According to first-hand accounts, this "avalanche" was spawned when a tenuously perched serac broke free from its ridge and plummeted over 2300 ft (700 meters) to the valley floor.  The photos on the the IMG Everest Blog (here and here) show the serac ("ice cliff") that caused all this destruction.  When the serac hit the valley floor, the energy released caused a shockwave, which rocketed 1.9 km (1.2 mi) towards base camp, over the protective walls of rock and ice that normally shield the camp from avalanches and rock falls.

So what is a serac?  Perhaps not surprisingly, "serac" is a just fancy word for a beautiful chunk of ice that will eventually break loose and hurtle downhill.  Seracs are usually seen at the terminus of glaciers or wherever a glacier flows over a ridge or convex feature on a mountain.  Once a section of ice detaches from the main body of the glacier, the ice becomes a serac.  Thereafter, mechanical stress - due to glacier movement, snow loading, or vibrations caused by human or seismic activity - or melting due to solar heating can cause the serac to break loose and hurtle downward.  Below you can see a photo I took on the Nisqually Glacier of Mount Rainier in 2013.  You can see seracs in the top center of the photo which will eventually break loose and join the pile of rubble in the center of the photo.

Seracs on Mount Rainier, 2013 (Patrick Mauro)

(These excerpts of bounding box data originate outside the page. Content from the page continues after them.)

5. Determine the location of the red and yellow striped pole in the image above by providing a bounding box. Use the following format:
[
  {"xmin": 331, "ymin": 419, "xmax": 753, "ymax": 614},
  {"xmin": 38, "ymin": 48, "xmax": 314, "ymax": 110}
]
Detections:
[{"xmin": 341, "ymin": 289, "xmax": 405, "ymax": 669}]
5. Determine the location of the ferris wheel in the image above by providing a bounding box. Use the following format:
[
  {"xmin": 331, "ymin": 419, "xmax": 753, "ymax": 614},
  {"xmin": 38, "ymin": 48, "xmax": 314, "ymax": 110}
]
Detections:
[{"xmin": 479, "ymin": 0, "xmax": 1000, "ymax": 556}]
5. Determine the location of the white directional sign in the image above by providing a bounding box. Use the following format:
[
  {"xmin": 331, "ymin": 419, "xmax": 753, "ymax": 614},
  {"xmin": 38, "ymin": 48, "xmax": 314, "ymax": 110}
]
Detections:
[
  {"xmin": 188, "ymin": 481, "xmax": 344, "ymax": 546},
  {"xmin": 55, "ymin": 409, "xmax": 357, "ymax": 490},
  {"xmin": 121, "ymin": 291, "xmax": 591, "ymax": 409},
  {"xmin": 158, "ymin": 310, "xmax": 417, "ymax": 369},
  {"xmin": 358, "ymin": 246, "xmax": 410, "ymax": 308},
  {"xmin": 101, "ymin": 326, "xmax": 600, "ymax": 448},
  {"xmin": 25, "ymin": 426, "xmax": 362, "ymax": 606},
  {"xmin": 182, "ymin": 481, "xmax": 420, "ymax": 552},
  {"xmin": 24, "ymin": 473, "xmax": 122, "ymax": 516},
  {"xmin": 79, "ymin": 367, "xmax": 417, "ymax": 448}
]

Based on a crude analysis of the IMG photos, the serac measures 330m (1100 ft) in length and 92m (300 ft) in height.  Approximating the serac as a triangular prism, the ice in the serac weighs 1.3 billion kilograms or 1.4 million tons.  Using simple conservation of energy equations, released from a height of 700m (2300 ft), the ice fall would impact the ground at 180 mph (80 m/s) with an energy of 9.0 trillion joules, or 2.0 kilotons of TNT.  (In the rarefied atmosphere of the Khumbu Valley, energy lost due to drag is insignificant.)  The energy released is equivalent to 66% of the destructive power of the Halifax Explosion, which killed 2000 people, and 14% of the Little Boy atomic bomb dropped on Hiroshima.  It's no wonder now that the avalanche was so deadly and a miracle that more people weren't killed.

There have been some incisive editorials in the last few days challenging the wisdom of mountaineers to attempt a mountain as dangerous as Everest.  Explaining why climbers challenge themselves in these deadly environs is a complicated task, which I'll leave for a later time.  For now, consider that 18 people died when the equivalent of a tactical nuclear weapon was loosed only a mile away from them.  Imagine the terror of those in areas closer to the epicenter of the earthquake, and the helplessness the survivors must feel as they try to recover from this disaster.  I, for one, have contributed to the relief efforts in Nepal, and if you feel so compelled, check out the links at the top of the article for a list of charities involved in the recovery efforts.